Radio / Television News

Porn doc needs advisories, even at midnight


OTTAWA – While saying the film Sex: The Annabel Chong Story didn’t violate any of the broadcasters codes of ethics, viewer advisories coming back from commercial are needed – even with a midnight air time, says the Canadian Broadcast Standards Council.

The national specialty services panel told The Documentary Channel (which aired the movie on May 10, 2005 at midnight) that it should have broadcast viewer advisories because of the sexually explicit content and coarse language.

The subject of Sex: The Annabel Chong Story was Grace Quek, a pornographic movie actress who performed under the screen name Annabel Chong. The film included interviews with Quek herself, as well as with friends, family, teachers and employers. It also featured clips from some of Chong’s porn movies and sexually explicit dialogue. “A viewer complained that this sexually explicit program was not a documentary at all because of its subject matter, was inappropriate broadcast fare for a serious documentary channel, and was degrading to women in general and Asian women in particular,” says the CBSC release.

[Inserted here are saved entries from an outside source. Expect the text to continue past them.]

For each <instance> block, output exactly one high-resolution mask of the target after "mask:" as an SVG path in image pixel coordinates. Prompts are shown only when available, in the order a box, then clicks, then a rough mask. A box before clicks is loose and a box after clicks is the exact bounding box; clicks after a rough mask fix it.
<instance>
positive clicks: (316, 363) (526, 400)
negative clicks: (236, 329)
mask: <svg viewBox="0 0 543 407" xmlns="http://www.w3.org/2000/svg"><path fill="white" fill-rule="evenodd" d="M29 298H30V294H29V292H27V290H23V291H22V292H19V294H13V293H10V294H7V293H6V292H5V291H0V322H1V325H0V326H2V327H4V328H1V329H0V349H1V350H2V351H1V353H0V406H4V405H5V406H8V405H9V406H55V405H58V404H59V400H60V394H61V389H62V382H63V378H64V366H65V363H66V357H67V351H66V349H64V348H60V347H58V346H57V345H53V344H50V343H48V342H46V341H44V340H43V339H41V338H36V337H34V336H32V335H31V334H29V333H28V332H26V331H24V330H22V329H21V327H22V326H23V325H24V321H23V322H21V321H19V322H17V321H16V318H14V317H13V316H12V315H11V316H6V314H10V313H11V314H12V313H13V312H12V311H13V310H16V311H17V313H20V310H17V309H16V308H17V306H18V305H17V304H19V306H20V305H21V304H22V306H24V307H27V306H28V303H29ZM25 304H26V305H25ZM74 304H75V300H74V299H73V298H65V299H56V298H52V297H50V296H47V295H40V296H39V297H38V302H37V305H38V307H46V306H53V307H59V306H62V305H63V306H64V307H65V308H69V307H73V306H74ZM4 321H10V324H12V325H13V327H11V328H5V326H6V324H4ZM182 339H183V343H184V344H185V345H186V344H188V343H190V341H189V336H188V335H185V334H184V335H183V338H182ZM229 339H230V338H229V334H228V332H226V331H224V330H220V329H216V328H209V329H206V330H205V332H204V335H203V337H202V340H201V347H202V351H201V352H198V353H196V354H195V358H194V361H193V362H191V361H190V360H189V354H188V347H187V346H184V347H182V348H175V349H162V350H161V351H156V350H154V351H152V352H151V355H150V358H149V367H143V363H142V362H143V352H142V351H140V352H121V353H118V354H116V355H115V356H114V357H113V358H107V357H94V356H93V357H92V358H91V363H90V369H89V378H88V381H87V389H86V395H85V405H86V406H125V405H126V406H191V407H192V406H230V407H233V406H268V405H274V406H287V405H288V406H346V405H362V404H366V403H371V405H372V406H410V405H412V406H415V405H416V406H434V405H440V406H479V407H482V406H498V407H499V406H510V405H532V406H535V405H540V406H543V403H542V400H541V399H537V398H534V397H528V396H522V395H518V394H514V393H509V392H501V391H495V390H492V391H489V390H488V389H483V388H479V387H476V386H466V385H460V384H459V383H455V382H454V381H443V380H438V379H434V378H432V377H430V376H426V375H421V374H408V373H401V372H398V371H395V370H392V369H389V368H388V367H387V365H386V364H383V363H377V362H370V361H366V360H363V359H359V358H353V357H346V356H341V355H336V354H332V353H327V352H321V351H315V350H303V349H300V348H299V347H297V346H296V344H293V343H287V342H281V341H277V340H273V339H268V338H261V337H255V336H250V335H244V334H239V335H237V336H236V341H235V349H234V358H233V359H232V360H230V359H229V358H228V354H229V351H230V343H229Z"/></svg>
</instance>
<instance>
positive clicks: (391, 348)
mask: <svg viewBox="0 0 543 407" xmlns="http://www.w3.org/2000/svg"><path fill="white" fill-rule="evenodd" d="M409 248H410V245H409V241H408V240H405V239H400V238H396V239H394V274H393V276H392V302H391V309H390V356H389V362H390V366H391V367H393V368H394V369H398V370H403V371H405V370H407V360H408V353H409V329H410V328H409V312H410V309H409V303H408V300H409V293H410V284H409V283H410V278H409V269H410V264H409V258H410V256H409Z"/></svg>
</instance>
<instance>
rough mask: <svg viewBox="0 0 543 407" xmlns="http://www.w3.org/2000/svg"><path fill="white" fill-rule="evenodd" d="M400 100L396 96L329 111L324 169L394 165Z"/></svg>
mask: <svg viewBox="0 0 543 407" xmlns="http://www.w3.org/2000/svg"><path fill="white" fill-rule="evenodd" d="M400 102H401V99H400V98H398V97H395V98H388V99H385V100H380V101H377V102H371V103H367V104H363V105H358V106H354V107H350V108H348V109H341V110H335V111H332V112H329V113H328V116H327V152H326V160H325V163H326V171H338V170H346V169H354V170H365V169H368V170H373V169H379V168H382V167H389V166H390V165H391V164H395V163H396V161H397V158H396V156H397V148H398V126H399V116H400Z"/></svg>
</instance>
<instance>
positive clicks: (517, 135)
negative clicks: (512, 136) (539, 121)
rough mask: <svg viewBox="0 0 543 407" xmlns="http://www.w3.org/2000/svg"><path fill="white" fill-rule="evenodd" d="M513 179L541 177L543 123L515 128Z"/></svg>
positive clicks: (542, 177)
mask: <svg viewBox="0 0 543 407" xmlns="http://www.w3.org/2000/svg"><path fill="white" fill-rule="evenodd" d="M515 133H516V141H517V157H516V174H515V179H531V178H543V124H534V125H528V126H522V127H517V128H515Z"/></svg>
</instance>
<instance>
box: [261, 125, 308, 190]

“The Panel observed, first, that nothing in the subject matter of the film was incompatible with its status as a documentary; there was no reason why a documentary ‘cannot also be, by way of example, a comedic, musical, or even particularly sexually explicit documentary.’ As the Panel decided, ‘the subject of the film does not change the nature of the program for’” and The Documentary Channel was fully entitled to broadcast a documentary with a sexual theme,” it said.

It also concluded that, although the documentary was about the porn industry, it was not exploitative of women and the Panel did not find any “negative statement being made about [her] on the basis of her race.”